09 Sep 2023

Reading and writing

As I’ve said before, I like to cycle the productivity tools I use from time to time. A change is as good as a rest, and all that.

Today I’m using two tools for reading, and another two for writing.

Reading

After many happy years I’ve dropped Pocket for reading. I used it as a primary reading/triage tool, but it’s become a struggle to find things in it again, despite being a paid user. I’ve now switched to Readwise Reader (FAQ, Invite) which I find a mess in many ways but it is working for me.

I send things to Reader, manually or via email rules. There, I delete, or highlight and archive, and the search works. And yes, I make heavy use of the GPT summarisation and “ask a question of this document” feature.

The alternative I’m tracking is Omnivore, which has a better UI, but doesn’t render content as nicely (yet). Update Dec 2023: I’ve now switched from Readwise over to Omnivore as the reading experience is now better there.

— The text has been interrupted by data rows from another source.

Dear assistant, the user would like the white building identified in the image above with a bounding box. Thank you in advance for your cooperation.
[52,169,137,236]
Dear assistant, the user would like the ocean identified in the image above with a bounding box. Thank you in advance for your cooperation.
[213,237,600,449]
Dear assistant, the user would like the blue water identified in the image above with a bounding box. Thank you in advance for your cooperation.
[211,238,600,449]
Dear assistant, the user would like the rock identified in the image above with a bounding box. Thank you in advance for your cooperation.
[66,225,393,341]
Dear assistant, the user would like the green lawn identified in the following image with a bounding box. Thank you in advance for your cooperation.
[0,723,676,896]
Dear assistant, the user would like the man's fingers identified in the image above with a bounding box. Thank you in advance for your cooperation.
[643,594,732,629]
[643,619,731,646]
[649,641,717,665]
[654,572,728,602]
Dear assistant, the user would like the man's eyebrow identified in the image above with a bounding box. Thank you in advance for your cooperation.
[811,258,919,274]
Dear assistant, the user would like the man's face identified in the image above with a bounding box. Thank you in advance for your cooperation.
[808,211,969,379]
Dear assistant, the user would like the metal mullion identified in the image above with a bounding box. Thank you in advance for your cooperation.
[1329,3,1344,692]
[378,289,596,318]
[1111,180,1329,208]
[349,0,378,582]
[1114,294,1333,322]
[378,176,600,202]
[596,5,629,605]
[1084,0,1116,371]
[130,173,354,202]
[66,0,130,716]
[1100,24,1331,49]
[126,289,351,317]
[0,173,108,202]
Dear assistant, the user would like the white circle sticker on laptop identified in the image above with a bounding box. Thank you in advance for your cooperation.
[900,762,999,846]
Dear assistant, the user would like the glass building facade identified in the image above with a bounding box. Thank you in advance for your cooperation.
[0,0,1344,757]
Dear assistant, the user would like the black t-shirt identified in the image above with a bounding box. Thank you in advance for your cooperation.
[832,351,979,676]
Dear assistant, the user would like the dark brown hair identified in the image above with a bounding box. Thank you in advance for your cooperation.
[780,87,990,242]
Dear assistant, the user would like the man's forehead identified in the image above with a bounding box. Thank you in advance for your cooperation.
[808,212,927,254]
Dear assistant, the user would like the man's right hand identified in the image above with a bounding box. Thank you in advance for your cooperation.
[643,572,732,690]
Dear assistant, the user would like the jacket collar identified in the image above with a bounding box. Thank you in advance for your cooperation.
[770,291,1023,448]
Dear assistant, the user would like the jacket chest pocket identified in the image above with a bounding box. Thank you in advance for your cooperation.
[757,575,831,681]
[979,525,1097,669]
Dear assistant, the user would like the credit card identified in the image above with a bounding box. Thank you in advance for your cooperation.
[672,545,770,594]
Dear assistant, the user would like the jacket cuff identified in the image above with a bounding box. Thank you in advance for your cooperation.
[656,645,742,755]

For academic papers, I’m using one of the paid tiers of Zotero. It has a good search interface, can export bibliographies, and the PDF reader and pen interface works well.

Writing

For notes, I’ve been using Bear for a few years. It’s a Markdown-based document tool, like Obsidian but costs money, has fewer features, is closed source, and is Apple-specific. But it’s rock solid and fast. I use it more or less like a file system, dropping attachments into docs, and searching for them when I need.

When it comes to longer form writing, I return to iA Writer. I use this over Bear for longer content as it’s easier to split sections into different documents and combine them into a single PDF or Word doc after.

Conclusion

These tools have survived the test of time for me, and while not perfect, are worth a look I think.